夢のような恋だった

睨みつけてくる草太くんは、きっと私のことを侮っている。
強気で押せば折れるから。

今までがそうだったから、だから私を思うように扱おうとするんだ。

でももう引けない。
私は、私より大切な人を傷つけたくない。


「草太くんなんか大嫌い」


ぶわ、と涙が溢れでた。

傷つける言葉を、悪意のある言葉をわざわざ選んだ。
人を敢えて傷つけようとする自分がすごく悲しく思えて。

それでも出来る限りに大声を彼にぶつけた。


「もう来ないで。私にもう触らないで。

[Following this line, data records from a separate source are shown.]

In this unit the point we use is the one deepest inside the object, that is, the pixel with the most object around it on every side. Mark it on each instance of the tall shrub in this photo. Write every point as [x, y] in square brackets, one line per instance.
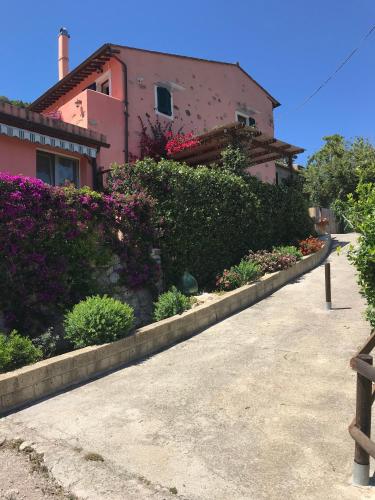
[211, 217]
[51, 239]
[359, 212]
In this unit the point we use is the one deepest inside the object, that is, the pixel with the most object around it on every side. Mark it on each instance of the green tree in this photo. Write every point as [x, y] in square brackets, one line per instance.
[334, 171]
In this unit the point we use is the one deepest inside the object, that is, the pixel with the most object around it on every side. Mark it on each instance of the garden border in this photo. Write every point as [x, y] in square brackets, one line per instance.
[32, 383]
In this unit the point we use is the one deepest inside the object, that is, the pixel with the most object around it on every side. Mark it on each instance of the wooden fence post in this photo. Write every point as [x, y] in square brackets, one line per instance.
[361, 466]
[327, 270]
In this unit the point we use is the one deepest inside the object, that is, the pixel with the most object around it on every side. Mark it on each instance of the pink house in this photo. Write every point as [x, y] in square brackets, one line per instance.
[38, 146]
[110, 90]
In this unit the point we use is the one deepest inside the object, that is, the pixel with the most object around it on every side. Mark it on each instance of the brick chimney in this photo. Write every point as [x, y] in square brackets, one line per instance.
[63, 53]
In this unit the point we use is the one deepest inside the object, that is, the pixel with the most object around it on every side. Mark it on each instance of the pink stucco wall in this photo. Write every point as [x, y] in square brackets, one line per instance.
[19, 157]
[206, 95]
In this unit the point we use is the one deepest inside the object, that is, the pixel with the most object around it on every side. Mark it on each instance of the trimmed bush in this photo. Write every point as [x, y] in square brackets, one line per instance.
[210, 217]
[51, 240]
[270, 262]
[288, 250]
[171, 303]
[242, 274]
[17, 351]
[310, 245]
[98, 320]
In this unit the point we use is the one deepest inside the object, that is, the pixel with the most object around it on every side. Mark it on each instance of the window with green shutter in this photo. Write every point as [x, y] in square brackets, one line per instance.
[164, 101]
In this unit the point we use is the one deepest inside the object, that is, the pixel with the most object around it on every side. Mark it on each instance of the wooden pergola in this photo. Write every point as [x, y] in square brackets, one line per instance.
[258, 147]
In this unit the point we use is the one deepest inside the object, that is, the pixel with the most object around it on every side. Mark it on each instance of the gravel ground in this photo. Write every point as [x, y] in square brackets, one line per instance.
[23, 476]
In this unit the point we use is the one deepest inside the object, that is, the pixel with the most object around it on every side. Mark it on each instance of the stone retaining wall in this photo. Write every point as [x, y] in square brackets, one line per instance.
[47, 377]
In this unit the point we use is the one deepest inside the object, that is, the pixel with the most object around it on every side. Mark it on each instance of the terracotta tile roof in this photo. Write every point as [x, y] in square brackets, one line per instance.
[36, 122]
[97, 60]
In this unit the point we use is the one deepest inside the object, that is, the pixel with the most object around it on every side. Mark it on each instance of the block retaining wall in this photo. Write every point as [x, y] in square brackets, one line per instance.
[34, 382]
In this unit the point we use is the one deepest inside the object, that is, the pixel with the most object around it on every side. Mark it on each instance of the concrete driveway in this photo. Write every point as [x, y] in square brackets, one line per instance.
[255, 407]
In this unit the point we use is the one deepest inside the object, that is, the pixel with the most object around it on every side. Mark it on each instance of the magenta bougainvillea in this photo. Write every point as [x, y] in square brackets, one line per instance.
[180, 142]
[158, 140]
[51, 240]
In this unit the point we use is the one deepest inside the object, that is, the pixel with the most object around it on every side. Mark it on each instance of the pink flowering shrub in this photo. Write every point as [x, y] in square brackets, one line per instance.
[180, 142]
[52, 239]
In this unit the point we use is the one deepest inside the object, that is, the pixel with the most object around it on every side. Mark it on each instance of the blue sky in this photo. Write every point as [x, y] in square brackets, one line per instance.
[288, 46]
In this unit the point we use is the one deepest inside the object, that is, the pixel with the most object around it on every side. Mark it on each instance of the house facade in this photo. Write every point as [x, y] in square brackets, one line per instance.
[109, 92]
[38, 146]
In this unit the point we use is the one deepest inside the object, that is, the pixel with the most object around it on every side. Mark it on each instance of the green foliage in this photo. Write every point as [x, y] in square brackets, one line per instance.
[270, 262]
[171, 303]
[335, 170]
[17, 351]
[48, 342]
[242, 274]
[359, 211]
[53, 240]
[97, 320]
[288, 250]
[210, 217]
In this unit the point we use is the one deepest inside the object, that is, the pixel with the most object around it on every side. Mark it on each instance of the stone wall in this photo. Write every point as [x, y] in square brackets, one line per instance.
[141, 299]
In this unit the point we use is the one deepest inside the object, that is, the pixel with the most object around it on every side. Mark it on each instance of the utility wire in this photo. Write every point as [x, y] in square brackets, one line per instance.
[339, 67]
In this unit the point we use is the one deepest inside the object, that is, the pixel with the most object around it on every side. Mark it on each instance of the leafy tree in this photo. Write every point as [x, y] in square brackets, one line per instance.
[334, 171]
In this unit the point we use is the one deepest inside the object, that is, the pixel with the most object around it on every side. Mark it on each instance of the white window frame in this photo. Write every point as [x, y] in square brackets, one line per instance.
[245, 115]
[102, 78]
[168, 87]
[78, 160]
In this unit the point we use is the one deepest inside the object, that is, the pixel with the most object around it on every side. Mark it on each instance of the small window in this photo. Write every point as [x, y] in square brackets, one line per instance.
[45, 167]
[104, 87]
[245, 119]
[163, 101]
[56, 170]
[242, 119]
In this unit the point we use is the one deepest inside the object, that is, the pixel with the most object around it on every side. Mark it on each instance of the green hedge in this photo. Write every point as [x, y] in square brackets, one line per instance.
[210, 218]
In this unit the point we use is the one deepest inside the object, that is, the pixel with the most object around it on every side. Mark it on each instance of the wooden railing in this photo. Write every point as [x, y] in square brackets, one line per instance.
[360, 428]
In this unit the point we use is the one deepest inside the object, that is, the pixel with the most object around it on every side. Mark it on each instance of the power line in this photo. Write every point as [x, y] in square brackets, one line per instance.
[339, 67]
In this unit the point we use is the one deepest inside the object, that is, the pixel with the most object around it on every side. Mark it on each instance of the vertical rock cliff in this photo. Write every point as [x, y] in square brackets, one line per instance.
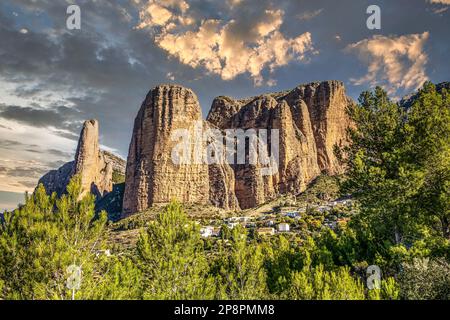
[94, 169]
[311, 120]
[151, 175]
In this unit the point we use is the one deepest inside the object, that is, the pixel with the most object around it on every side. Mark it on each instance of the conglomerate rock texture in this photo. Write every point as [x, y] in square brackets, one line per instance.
[95, 167]
[311, 120]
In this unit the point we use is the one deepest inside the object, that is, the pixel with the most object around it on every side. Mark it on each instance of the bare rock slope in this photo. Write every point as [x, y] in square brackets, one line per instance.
[311, 120]
[95, 167]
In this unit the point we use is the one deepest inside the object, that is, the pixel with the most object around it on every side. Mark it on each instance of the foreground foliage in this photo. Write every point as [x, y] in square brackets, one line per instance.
[398, 173]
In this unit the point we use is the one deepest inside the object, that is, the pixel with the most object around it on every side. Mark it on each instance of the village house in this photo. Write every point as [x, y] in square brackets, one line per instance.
[283, 227]
[266, 231]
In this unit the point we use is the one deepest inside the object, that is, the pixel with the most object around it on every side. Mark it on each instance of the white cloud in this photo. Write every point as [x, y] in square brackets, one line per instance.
[308, 15]
[393, 62]
[228, 47]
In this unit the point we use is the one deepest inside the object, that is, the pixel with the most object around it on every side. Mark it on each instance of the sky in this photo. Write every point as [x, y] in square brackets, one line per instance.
[53, 78]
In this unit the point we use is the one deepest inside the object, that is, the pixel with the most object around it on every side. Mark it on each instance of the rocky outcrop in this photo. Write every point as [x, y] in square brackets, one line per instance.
[151, 175]
[311, 120]
[94, 167]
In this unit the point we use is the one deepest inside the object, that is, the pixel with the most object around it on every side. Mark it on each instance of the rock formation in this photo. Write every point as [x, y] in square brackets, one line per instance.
[151, 175]
[94, 167]
[311, 120]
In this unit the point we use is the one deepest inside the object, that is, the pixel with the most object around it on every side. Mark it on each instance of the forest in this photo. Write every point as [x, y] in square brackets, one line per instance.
[398, 173]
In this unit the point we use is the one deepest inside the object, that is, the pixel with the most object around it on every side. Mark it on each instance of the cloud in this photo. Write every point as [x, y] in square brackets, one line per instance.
[35, 117]
[248, 41]
[393, 62]
[308, 15]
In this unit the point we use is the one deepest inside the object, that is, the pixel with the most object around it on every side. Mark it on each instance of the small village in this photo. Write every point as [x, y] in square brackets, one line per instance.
[285, 218]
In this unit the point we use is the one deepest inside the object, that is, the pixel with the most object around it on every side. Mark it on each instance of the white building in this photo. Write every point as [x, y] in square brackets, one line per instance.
[206, 232]
[283, 227]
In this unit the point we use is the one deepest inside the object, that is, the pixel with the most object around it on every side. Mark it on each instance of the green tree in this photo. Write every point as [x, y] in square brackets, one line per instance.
[42, 239]
[171, 257]
[239, 271]
[399, 169]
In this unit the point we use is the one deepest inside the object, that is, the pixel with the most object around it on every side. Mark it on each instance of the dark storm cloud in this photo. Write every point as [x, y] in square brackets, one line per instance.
[106, 68]
[34, 117]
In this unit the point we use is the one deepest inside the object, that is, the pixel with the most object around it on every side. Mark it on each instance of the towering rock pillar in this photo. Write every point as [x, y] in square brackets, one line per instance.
[151, 176]
[90, 164]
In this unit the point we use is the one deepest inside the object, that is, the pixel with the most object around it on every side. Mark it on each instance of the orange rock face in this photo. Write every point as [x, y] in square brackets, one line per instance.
[311, 119]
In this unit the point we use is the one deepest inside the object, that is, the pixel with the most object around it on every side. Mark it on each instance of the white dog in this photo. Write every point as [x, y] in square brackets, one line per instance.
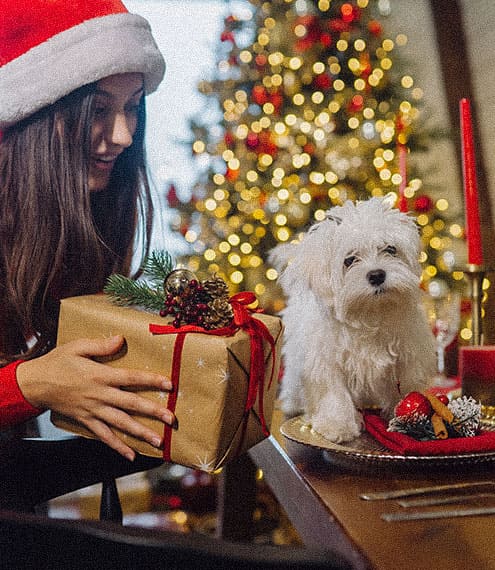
[356, 334]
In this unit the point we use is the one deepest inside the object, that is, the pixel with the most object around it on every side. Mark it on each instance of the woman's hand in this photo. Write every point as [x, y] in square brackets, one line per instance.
[68, 381]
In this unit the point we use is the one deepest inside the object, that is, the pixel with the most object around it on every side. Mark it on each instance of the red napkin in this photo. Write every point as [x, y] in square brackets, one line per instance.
[407, 445]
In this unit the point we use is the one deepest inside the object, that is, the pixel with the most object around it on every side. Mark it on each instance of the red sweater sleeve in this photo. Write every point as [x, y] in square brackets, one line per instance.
[14, 408]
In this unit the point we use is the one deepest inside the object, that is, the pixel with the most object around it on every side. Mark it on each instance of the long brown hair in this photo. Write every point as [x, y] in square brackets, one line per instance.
[57, 239]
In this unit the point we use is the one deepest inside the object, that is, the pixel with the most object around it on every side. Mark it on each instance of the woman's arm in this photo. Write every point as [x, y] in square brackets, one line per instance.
[14, 408]
[67, 380]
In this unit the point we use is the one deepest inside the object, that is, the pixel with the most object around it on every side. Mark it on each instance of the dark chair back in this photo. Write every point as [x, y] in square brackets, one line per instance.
[30, 541]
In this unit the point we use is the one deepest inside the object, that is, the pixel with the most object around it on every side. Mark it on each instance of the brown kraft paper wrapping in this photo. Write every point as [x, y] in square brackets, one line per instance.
[212, 425]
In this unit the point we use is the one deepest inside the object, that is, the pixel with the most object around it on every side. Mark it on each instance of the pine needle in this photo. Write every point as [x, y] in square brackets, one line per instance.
[158, 265]
[125, 292]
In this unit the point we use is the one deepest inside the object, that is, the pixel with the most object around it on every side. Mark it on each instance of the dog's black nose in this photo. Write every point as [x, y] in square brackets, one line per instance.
[376, 277]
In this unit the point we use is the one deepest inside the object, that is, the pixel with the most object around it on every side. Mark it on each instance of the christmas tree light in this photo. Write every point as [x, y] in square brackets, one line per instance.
[315, 110]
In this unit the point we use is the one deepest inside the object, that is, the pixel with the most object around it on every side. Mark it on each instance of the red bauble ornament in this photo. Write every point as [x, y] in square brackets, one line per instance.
[326, 39]
[423, 204]
[375, 28]
[349, 12]
[227, 37]
[338, 25]
[259, 95]
[413, 403]
[322, 82]
[232, 175]
[172, 198]
[260, 60]
[356, 104]
[277, 100]
[229, 139]
[443, 398]
[252, 140]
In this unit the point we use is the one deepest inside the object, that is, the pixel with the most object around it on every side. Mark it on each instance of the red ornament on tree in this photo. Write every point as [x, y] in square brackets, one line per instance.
[323, 82]
[259, 95]
[172, 198]
[227, 36]
[277, 100]
[252, 141]
[232, 175]
[423, 204]
[229, 139]
[375, 28]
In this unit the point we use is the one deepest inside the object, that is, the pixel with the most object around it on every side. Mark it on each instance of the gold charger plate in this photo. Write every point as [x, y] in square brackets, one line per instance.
[365, 450]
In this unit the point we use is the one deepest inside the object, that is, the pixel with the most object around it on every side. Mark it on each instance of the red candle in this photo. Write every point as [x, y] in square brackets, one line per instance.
[473, 230]
[402, 150]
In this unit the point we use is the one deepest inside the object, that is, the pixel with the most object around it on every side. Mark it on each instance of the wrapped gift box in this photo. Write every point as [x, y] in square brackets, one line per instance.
[213, 372]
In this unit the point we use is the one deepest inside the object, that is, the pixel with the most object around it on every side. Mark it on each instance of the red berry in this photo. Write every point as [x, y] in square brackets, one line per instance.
[443, 398]
[413, 403]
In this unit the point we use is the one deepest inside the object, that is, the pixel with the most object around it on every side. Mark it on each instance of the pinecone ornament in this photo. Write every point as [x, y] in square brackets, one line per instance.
[467, 416]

智くんのこと傷つけないでよ!」


子供の喧嘩みたいに言い捨てる。
私が激高するところをみたことがない草太くんは、驚いたように私を見つめていた。

でも私の感情は収まらない。
不愉快な感情の全てが爆発してもう止められない。

泣きながらわめき続ける私を押しとどめたのは、後ろから抱きしめてくる智くんの腕だ。


「紗優、もういい」

「離して」

「いいんだ。泣くな」

「……良くないよぉ」


泣くなって言われると余計泣けてくる。
それでも、密着した背中から伝わる熱が不思議と私の興奮を冷ましていく。

やっぱり温かい。
この熱が欲しい。

ずっとずっと、この先一生、この熱を無くしたくない。